那这部分 ST 又是怎么来的?是通过代码预注册来的,来看看。
SchedulingType
type SchedulingType struct {
Kind string
SchedulerFactory SchedulerFactory
}
// Mapping of qualified target name (e.g. deployment.apps) targeted
// for scheduling with scheduling type
var typeRegistry = make(map[string]SchedulingType)
func RegisterSchedulingType(kind string, schedulingType SchedulingType) {
existing, ok := typeRegistry[kind]
if ok {
panic(fmt.Sprintf("Kind %q is already registered for scheduling with %q", kind, existing.Kind))
}
typeRegistry[kind] = schedulingType
}
func SchedulingTypes() map[string]SchedulingType {
result := make(map[string]SchedulingType)

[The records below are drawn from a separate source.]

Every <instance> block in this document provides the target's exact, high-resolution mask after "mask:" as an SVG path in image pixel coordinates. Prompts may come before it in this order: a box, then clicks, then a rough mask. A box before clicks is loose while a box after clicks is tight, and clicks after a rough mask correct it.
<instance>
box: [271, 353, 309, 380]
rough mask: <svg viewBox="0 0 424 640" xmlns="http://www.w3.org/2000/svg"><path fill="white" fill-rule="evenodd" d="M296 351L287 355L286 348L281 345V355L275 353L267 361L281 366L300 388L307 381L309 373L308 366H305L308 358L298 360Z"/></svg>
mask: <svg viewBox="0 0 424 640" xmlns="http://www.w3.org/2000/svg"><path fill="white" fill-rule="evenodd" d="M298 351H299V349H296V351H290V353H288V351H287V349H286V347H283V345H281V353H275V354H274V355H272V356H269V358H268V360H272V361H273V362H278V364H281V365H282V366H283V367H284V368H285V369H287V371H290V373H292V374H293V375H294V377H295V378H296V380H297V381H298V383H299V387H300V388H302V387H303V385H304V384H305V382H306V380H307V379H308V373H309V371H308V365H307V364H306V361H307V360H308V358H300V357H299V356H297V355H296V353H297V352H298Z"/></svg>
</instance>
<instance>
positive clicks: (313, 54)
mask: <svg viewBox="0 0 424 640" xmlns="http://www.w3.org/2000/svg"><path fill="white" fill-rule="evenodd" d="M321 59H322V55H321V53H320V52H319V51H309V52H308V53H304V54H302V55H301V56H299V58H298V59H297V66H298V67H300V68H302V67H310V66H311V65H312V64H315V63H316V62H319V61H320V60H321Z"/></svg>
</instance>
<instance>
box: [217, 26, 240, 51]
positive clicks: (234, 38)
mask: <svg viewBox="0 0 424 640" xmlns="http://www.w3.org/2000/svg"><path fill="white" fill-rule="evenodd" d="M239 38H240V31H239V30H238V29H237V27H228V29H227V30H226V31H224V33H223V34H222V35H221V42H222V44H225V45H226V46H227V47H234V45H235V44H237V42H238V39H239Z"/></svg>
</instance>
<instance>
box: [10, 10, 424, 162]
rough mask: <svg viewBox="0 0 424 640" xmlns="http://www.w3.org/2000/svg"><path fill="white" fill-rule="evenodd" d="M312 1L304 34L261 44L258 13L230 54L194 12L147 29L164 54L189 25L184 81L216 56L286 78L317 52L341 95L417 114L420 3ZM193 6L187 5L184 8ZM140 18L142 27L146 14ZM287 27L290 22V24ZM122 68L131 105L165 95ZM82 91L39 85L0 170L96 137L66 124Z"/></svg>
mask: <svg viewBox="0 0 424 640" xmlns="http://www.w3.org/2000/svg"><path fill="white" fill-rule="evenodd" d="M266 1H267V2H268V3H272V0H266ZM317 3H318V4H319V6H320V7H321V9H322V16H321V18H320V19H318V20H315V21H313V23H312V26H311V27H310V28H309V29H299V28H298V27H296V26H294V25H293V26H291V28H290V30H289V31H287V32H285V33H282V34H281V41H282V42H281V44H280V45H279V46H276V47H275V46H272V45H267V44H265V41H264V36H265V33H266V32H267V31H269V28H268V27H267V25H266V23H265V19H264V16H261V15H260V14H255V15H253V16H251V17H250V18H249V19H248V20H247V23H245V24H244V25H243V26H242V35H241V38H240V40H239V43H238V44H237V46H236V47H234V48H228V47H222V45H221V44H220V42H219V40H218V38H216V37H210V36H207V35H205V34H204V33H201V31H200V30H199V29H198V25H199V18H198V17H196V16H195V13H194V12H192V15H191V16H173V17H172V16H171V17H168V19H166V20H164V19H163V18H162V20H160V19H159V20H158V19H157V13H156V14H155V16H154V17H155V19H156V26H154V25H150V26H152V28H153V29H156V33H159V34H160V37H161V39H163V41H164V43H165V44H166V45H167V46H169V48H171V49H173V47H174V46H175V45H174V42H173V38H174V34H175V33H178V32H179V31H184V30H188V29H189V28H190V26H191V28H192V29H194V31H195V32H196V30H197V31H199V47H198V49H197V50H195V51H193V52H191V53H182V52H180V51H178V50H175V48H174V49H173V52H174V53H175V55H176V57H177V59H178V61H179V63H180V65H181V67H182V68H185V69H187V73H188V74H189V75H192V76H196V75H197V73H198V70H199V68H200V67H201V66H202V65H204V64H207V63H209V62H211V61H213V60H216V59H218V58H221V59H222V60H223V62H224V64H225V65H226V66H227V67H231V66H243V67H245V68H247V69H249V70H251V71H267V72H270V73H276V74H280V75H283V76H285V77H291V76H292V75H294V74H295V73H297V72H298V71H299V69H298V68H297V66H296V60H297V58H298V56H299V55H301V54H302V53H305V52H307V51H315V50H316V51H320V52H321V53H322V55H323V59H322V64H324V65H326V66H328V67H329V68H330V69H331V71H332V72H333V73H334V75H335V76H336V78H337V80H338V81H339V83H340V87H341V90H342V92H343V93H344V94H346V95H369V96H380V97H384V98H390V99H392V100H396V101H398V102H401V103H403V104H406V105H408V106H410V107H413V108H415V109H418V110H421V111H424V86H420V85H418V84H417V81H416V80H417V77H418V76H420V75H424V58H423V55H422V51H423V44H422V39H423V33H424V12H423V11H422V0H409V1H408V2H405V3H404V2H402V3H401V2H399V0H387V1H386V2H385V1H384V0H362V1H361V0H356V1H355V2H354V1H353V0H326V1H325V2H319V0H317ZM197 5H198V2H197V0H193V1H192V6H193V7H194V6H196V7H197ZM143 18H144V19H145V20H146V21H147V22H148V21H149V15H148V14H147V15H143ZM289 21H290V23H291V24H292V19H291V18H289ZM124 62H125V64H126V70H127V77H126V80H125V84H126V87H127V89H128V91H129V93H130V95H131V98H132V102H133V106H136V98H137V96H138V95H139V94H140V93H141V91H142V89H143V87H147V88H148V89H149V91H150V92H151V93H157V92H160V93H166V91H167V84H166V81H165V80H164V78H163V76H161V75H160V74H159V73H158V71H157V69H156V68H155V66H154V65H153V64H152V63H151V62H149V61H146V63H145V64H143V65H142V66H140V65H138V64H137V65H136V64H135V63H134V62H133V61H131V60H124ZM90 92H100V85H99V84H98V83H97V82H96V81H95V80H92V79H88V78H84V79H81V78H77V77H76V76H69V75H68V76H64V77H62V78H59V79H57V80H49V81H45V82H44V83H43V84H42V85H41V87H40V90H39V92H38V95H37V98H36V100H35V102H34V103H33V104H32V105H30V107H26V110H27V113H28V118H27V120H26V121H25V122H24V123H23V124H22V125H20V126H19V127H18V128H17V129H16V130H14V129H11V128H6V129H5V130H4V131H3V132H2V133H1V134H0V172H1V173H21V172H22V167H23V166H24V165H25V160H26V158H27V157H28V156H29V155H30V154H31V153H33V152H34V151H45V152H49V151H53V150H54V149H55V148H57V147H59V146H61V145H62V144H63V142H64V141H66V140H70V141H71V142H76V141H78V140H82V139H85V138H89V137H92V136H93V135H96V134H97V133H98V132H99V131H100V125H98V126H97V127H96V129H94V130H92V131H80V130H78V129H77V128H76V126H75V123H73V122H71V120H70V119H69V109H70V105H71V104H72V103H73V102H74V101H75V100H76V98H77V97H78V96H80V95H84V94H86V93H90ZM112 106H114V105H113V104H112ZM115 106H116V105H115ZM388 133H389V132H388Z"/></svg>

for key, value := range typeRegistry {
result[key] = value
}
return result
}
func GetSchedulingType(kind string) *SchedulingType {
schedulingType, ok := typeRegistry[kind]
if ok {
return &schedulingType
}
return nil
}
SchedulingType
就两个变量,一个是对于 FederatedType 的 name(这边写为 kind,也可以认为是 target type 的 GK 形式),另一个是对应的 Scheduler Factory。外部通过 RegisterSchedulingType
注册到一个包内变量。
当前有且仅有两种 ST 就在 pkg/schedulingtypes/replicasscheduler.go
里注册的,分别是 deployments.apps
和 replicasets.apps
,他们的 factory 都是 ReplicaScheduler
(这个咱们放后面说)。
注意点
我们不难发现在 ST 中并不关注 API 的版本,只关注了其名字和所在的 Group。也就是说就 APIResource 升级来说
- 同 Group 内版本升级无感:假如 appsv1.Deployment 升级成 appsv2.Deployment 的情况这边是无感的。但如果两个版本对于 ReplicaScheduler 不兼容就需要区分化处理,就需要调整注册 type 和 FTC 的 name 来实现
- 跨 Group 有感:比如 extensionsv1beta2.Deployment 升级成 appsv1.Deployment 这时候得另外加注册,莫得办法
回到 reconcile
func (c *SchedulingManager) reconcile(qualifiedName util.QualifiedName) util.ReconciliationStatus {
key := qualifiedName.String()
...
cachedObj, exist, err := c.store.GetByKey(key)
if err != nil {
runtime.HandleError(errors.Wrapf(err, "Failed to query FederatedTypeConfig store for %q in scheduling manager", key))
return util.StatusError
}
if !exist {
c.stopScheduler(schedulingKind, typeConfigName)
return util.StatusAllOK
}
typeConfig := cachedObj.(*corev1b1.FederatedTypeConfig)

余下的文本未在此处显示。